Our reporters bought items used to consume the illegal drug such as pipes and bongs, along with grinders that break down herbal cannabis to make it easier to smoke. The accessories were often on display next to crisps and sweets
At a Londis store in Birmingham’s Suffolk Street Queensway, grinders adorned with the sign of a cannabis leaf and the word ‘Amsterdam’ were being sold. Pipes in packaging decorated with cannabis leaves were also on display.
In Stockport, Greater Manchester, a news kiosk yards from a McDonald’s packed with children openly sold bongs – tall pipes that are filled with water to smoke cannabis – on a shelf next to crisps and sweets.
The kit was visible from the street and the shopkeeper said the bongs had sold well in the run-up to Christmas. In London, we found a general store on the concourse of Victoria railway station offering grinders. At Portobello Market in West London, the London Amazing Gifts stall sold us a Haze White Widow lollipop with ‘real cannabis inside’ and a packet of ‘Gorilla Hemp’.
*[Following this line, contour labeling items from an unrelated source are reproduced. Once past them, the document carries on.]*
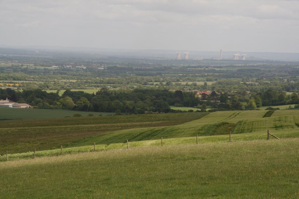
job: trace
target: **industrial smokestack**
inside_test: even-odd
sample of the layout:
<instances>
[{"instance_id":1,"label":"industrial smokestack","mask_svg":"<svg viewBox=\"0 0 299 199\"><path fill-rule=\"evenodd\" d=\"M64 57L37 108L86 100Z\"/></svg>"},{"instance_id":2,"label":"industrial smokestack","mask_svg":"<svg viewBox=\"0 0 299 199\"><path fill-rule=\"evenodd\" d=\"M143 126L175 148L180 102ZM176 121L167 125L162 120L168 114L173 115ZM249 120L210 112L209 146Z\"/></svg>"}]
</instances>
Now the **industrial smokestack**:
<instances>
[{"instance_id":1,"label":"industrial smokestack","mask_svg":"<svg viewBox=\"0 0 299 199\"><path fill-rule=\"evenodd\" d=\"M239 54L235 54L233 55L233 59L234 60L239 60Z\"/></svg>"},{"instance_id":2,"label":"industrial smokestack","mask_svg":"<svg viewBox=\"0 0 299 199\"><path fill-rule=\"evenodd\" d=\"M245 56L246 54L243 54L242 55L242 60L245 60Z\"/></svg>"},{"instance_id":3,"label":"industrial smokestack","mask_svg":"<svg viewBox=\"0 0 299 199\"><path fill-rule=\"evenodd\" d=\"M181 59L181 52L176 53L176 59Z\"/></svg>"},{"instance_id":4,"label":"industrial smokestack","mask_svg":"<svg viewBox=\"0 0 299 199\"><path fill-rule=\"evenodd\" d=\"M185 52L185 56L184 56L184 59L189 59L189 58L188 57L188 53L189 53L188 52Z\"/></svg>"}]
</instances>

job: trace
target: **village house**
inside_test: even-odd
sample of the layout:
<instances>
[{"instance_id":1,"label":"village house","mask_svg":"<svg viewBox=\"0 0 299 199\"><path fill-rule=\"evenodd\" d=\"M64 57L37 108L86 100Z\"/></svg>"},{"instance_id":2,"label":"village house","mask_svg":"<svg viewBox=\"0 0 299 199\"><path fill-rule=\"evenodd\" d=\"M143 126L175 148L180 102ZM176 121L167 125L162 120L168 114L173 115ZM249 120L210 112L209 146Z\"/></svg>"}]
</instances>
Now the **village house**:
<instances>
[{"instance_id":1,"label":"village house","mask_svg":"<svg viewBox=\"0 0 299 199\"><path fill-rule=\"evenodd\" d=\"M10 101L7 98L5 100L0 100L0 107L9 107L10 108L31 108L31 106L27 104L19 104L16 102Z\"/></svg>"}]
</instances>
Major retailers such as Londis and Esso were among those selling cannabis paraphernalia at some of their outlets
Both items are legal because they contain less than 0.2 per cent of THC (tetrahydrocannabinol), the drug’s main psychoactive compound. Mary Brett, of campaign group Cannabis Skunk Sense, said the open sale of drug accessories pointed to a normalisation of cannabis and warned it was ‘a tide that can’t be stopped’. Critics say the drug – especially stronger strains known as skunk – can increase the risk of psychosis.
Last night an Esso spokesman said that its stations were independent ‘branded wholesalers’ and the company had no control over what was sold apart from fuel. A Londis spokesman said independent retailers traded under the brand, adding: ‘Londis does not supply cannabis-related products but individual retailers can source products from specialist suppliers.All Londis retailers are bound to comply with the law.’
Spar, Nisa and Best One did not respond to requests for comment.